Welcome to Datmo’s documentation!¶
Datmo is an open source model tracking tool for developers
Why we built this¶
As data scientists, machine learning engineers, and deep learning engineers, we faced a number of issues keeping track of our work and maintaining versions that could be put into production quicker.
In order to solve this challenge, we found there are a few components that are critical to ensuring this is the case.
- Source code should be managed with current source control management tools (of which git is the most popular currently)
- Dependencies should be encoded in one place for your source code (e.g. requirements.txt in python and pre-built containers)
- Large files that cannot be stored in source code like weights files, data files, etc should be stored separately
- Configurations and hyperparameters that define your experiments (e.g. data split, alpha, beta, etc)
- Performance metrics that evaluate your model (e.g. validation accuracy)
We’ve encapsulated these concepts in an object called a snapshot. A snapshot is a combination of all 5 of the above components and is the way that Datmo versions models for reproducibility and deployability. Our open source tool is an interface for developers to transform their current model projects into trackable models that can be used for transportability throughout the model building process.
We have used this internally to speed up our own iteration processes and are excited to share it with the community to continue improving. If you’re interested in contributing check out the guidelines.
Table of contents¶
Command Line Utility¶
The command line utility for datmo is to be used in tandem with the SDK and will typically be your first contact with the datmo system. If using Python, see Python SDK.
If you are working within a repository already, you will want to run the datmo init
within your
repository in order to create your datmo project.
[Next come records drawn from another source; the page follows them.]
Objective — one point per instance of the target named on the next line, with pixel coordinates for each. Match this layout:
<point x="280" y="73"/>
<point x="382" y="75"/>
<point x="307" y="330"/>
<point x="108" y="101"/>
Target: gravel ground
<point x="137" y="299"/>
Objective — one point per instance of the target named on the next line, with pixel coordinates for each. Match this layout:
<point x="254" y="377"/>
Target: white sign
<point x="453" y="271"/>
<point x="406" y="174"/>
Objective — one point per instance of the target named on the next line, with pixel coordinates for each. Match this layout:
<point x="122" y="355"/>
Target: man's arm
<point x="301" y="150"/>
From there, you can create snapshots or run tasks using either the SDK or the CLI. At any given point you
can find out more about all of your snapshots using the datmo snapshot ls
command and see the status
of any of your tasks with the datmo task ls
command.
Sessions are a way for you to group together tasks and snapshots, but are completely optional. For example, if you want to run a set of hyperparameter experiments modifying some subset of hyperparameters you might want to do them in a designated session. Then you might try another set of hyperparameter sweeps which you would like to group into another session. By default, you will always be in the “default” session unless otherwise specified.
You can delve through more of the commands and each of their parameters below to learn more about each entity and how you can create different versions of them. You can also look through the Getting Started section in the README.
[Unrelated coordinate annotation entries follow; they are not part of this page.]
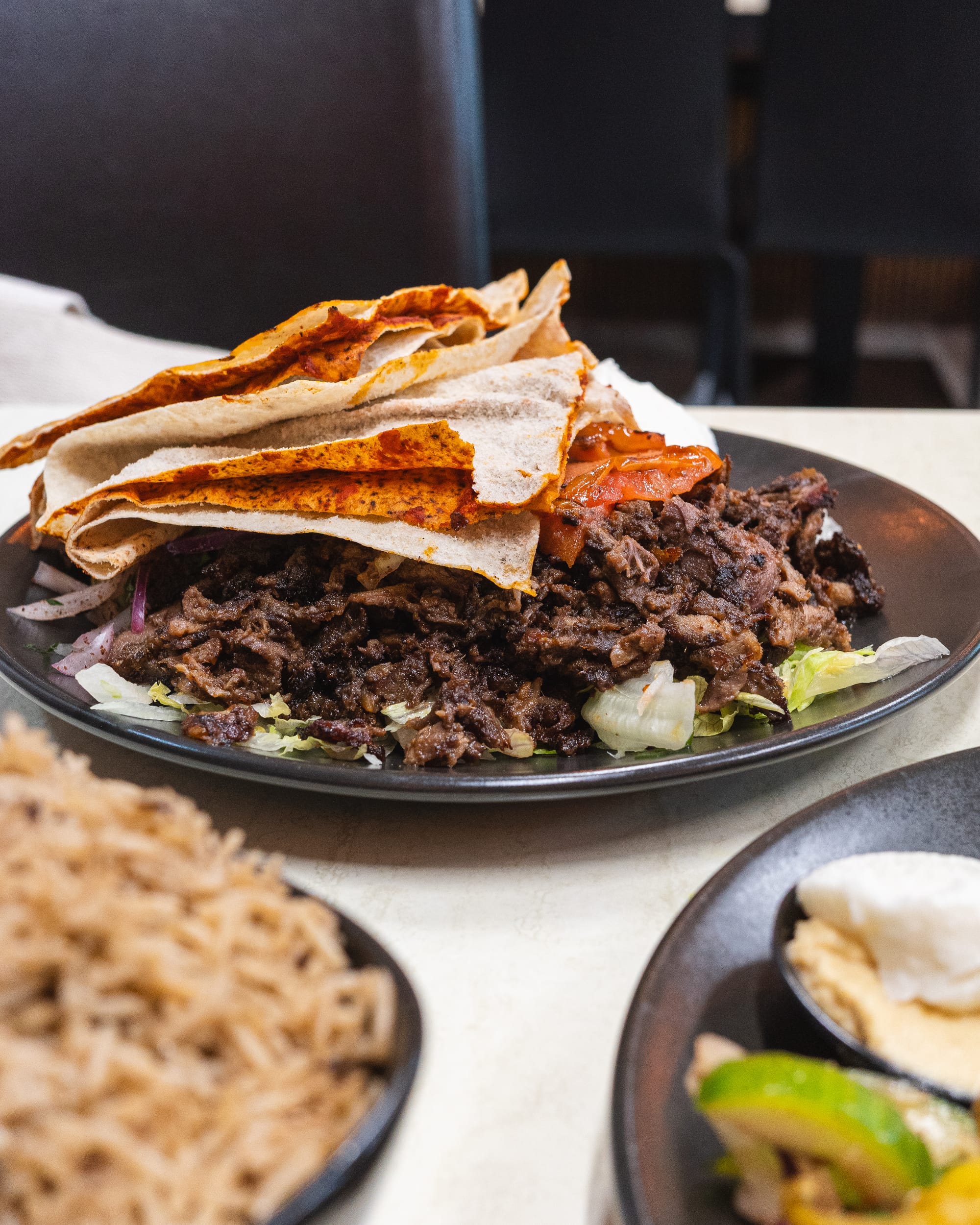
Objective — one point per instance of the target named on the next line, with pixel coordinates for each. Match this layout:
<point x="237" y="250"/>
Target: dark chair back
<point x="205" y="170"/>
<point x="870" y="128"/>
<point x="606" y="125"/>
<point x="607" y="134"/>
<point x="869" y="144"/>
usage: datmo [-h] {init,version,status,cleanup,session,snapshot,task} ...
commands¶
command | Possible choices: init, version, status, cleanup, session, snapshot, task |
Sub-commands:¶
init¶
initialize project
datmo init [-h] [--name NAME] [--description DESCRIPTION]
Named Arguments¶
--name | |
--description |
session¶
session module
datmo session [-h] {create,delete,ls,select} ...
subcommands¶
subcommand | Possible choices: create, delete, ls, select |
Sub-commands:¶
create session
datmo session create [-h] [--name NAME] [--current]
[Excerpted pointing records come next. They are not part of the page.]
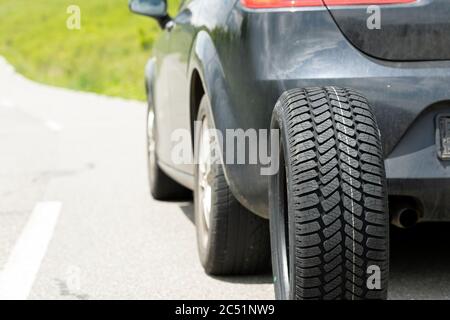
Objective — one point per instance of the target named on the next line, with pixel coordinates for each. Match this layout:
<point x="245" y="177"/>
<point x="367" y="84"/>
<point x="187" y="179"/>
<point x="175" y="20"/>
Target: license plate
<point x="443" y="136"/>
--name, -m | session name Default: “” |
--current | boolean if you want to switch to this session Default: True |
snapshot¶
Datmo snapshots allow you to save the state of your model and experiments by keeping track of your source code, environment, configuration, metrics and large files.
datmo snapshot [-h] {create,delete,ls,checkout,diff,inspect} ...
subcommands¶
subcommand | Possible choices: create, delete, ls, checkout, diff, inspect |
Sub-commands:¶
Run snapshot create any time you want to save the results of your experiments. You can then view all snapshots with the snapshot ls command.
datmo snapshot create [-h] [--message MESSAGE] [--label LABEL]
[--session-id SESSION_ID] [--task-id TASK_ID]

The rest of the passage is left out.